The State Bank of Vietnam (SBV) has issued Document No. 5174/NHNN-QLNH and Document No. 5175/NHNN-QLNH to require SBV provincial and municipal branches and authorised credit institutions to better manage foreign exchange operations.

The State Bank of Vietnam (SBV) has issued Document No. 5174/NHNN-QLNH and Document No. 5175/NHNN-QLNH to require SBV provincial and municipal branches and authorised credit institutions to better manage foreign exchange operations.



On June 28, 2013, the SBV announced the depreciation of one percent of Vietnamese dong (VND) in the average interbank VND/USD exchange rate and conducted synchronous and decisive measures to stabilise the foreign exchange market.

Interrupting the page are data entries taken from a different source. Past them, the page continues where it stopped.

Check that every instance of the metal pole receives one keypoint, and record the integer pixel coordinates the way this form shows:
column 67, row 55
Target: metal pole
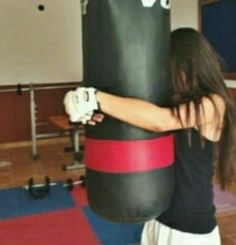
column 33, row 123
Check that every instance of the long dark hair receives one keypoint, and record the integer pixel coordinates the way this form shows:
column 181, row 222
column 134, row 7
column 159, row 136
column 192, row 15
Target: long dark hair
column 192, row 55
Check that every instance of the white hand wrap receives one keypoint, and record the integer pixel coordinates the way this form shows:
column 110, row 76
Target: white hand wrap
column 80, row 104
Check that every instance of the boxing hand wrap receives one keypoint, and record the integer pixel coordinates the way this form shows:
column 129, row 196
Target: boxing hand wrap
column 81, row 104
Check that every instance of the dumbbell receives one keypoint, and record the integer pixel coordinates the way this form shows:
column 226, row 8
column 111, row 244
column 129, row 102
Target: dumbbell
column 69, row 184
column 38, row 191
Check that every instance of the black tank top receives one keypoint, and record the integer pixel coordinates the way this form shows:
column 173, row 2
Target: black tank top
column 192, row 209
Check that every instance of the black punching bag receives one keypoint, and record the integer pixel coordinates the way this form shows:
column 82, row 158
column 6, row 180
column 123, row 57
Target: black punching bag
column 129, row 171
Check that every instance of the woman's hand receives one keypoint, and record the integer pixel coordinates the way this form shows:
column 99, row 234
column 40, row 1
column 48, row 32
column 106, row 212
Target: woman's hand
column 80, row 104
column 96, row 118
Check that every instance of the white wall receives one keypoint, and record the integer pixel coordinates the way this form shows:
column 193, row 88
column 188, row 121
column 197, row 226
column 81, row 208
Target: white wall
column 184, row 13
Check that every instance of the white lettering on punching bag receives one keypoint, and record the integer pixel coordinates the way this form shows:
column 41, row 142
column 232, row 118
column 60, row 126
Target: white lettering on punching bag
column 165, row 4
column 149, row 3
column 84, row 4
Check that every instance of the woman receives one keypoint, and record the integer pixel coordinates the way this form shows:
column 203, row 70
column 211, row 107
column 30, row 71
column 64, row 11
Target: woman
column 202, row 117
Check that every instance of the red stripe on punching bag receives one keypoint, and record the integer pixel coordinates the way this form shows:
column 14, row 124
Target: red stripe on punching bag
column 114, row 156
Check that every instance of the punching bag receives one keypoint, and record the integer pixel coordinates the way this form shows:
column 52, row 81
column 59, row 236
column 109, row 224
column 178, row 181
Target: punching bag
column 129, row 171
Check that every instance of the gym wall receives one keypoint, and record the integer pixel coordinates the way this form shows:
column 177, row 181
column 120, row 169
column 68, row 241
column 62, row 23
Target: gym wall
column 15, row 109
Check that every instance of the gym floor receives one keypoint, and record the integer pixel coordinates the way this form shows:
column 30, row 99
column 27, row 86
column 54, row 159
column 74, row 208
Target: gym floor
column 17, row 166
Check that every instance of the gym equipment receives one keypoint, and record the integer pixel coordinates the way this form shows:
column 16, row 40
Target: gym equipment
column 129, row 171
column 75, row 129
column 31, row 88
column 69, row 184
column 39, row 191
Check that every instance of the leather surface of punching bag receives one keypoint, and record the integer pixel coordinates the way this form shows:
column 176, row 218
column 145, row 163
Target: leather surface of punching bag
column 129, row 171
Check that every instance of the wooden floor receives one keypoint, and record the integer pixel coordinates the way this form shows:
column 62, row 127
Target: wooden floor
column 17, row 166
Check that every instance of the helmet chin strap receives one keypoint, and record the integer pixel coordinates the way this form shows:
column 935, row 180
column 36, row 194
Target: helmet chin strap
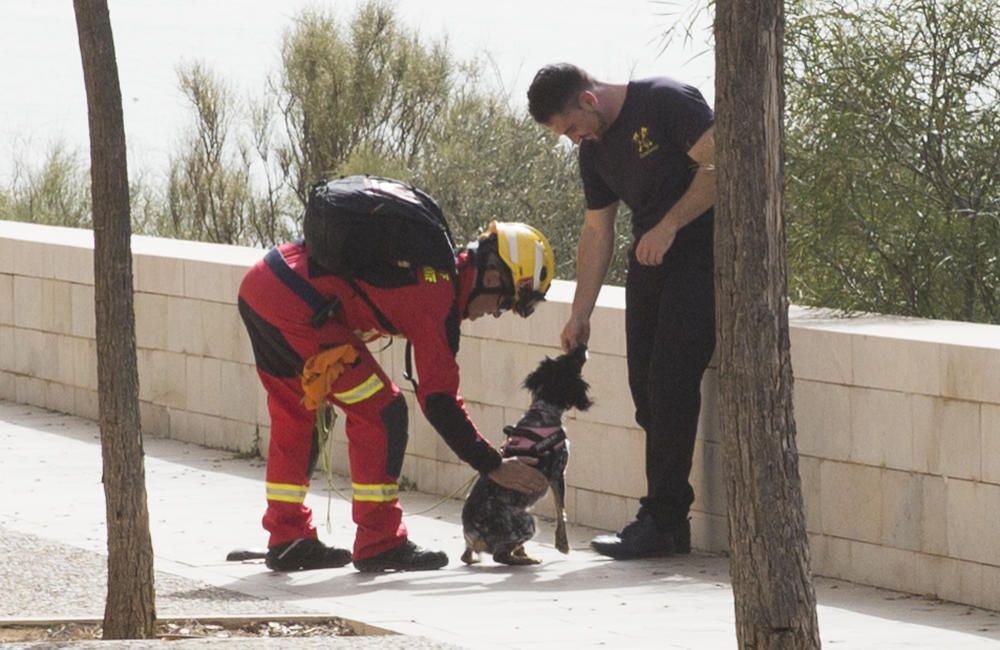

Concurrently, the SBV required SBV provincial and municipal branches to coordinate with relevant local authorities to take necessary measure to strengthen foreign exchange management, strictly deal with all cases of illegal trading of foreign exchange and gold, and handle violations as specified by the Decree No. 95/2011/ND-CP of the Government that amends and supplements some articles of the Decree 202/2004/ND-CP on administrative penalties in monetary and banking activities.


In order to continue stabilising the exchange rate and foreign exchange market, the SBV asks the Chairmen of the Boards of Directors, General Directors, and Directors of authorised credit institutions to focus on directing their entities to strictly comply with the regulations on foreign exchange management and gold trading, especially the regulations on the exchange rate and trading of foreign exchange.